Either way I'm likely going to pull support for the fancier sound cards from the "tape" version -- just stick to junior/tandy/speaker... especially with my 120hz arpeggio two voice speaker sound being a lot nicer than the priority based single voice I was using. Can axe the high score saving code for that build too since where would you put it? Still working on the Junior only build too using the linear 160x100 mode instead of the tweaked text mode, that can have a much smaller executable when I'm done and will have even more overhead -- that version is the one I'm tinkering with the idea of making a cartridge out of. (assuming I ever get that far)

Though I'm also working on a proper 1.5 bit speaker driver for systems that are fast enough to handle it... doesn't need to be too fancy as really for Paku Paku and most of the games I'm working on for said target platforms I really don't need more than two voices anyways.

Crazy idea, has anyone ever tried using the cassette port on the 5150 or Jr. as a second voice, the way TRS-80 users used theirs for audio? Might be fun... though I don't think at that speed i'd have the time to service the timer that fast if it's a strictly on/off affair.

Oh, and @Scali, interesting result... not what I got here, but I've moved on from C and high level languages for this purpose entirely.

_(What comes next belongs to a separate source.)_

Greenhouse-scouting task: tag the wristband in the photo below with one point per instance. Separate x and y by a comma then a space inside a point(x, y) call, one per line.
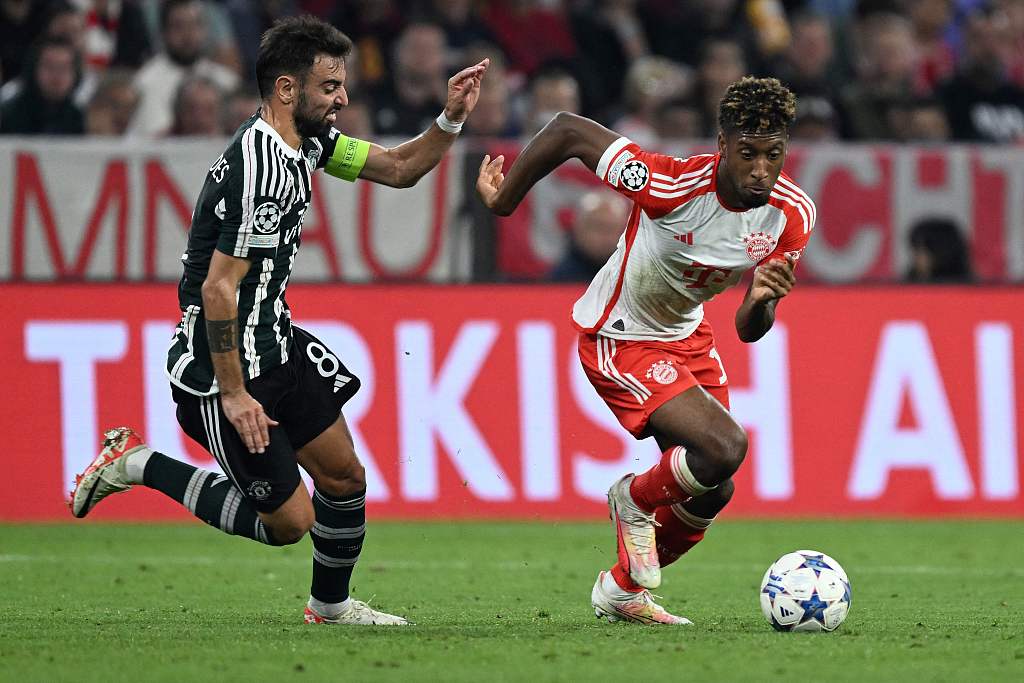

In a way what Chuck(g) said about languages is the problem; it's really not mattering which high level language I'm trying, they're all giving me the same results, and those results do not line up with my needs... even though TP7 remains closest in terms of size and speed compared to the alternatives I've tried... at least not without brute-forcing large sections of the build process which again, at that point I might as well just use assembly... and lots of macros.

Again at best, C ended up being a step sideways from what I had, not forwards. As always, ever forward.

reenigne · Sep 16, 2016

deathshadow said:
Sadly such conventions continue in character encoding to this day. It's called UTF-8... you want a kludge, there it is. That it falls back to single byte for the standard 7 bit ASCII is nice and all, but you get into more complex non latin-1 languages it becomes a bloated mess and you're better off using UTF-16... and UTF-8 is a pain in the ASS to process at the per byte level since a character can have a variable byte length,

UTF-16 has variable-length codepoints too (codepoints above 0xFFFF are encoded using two surrogate pairs).

deathshadow said:
and that second byte could contain what those of us used to working in ASCII would consider to be control codes, rendering those handy control codes -- even basic ones like /r and /n -- much more difficult to isolate.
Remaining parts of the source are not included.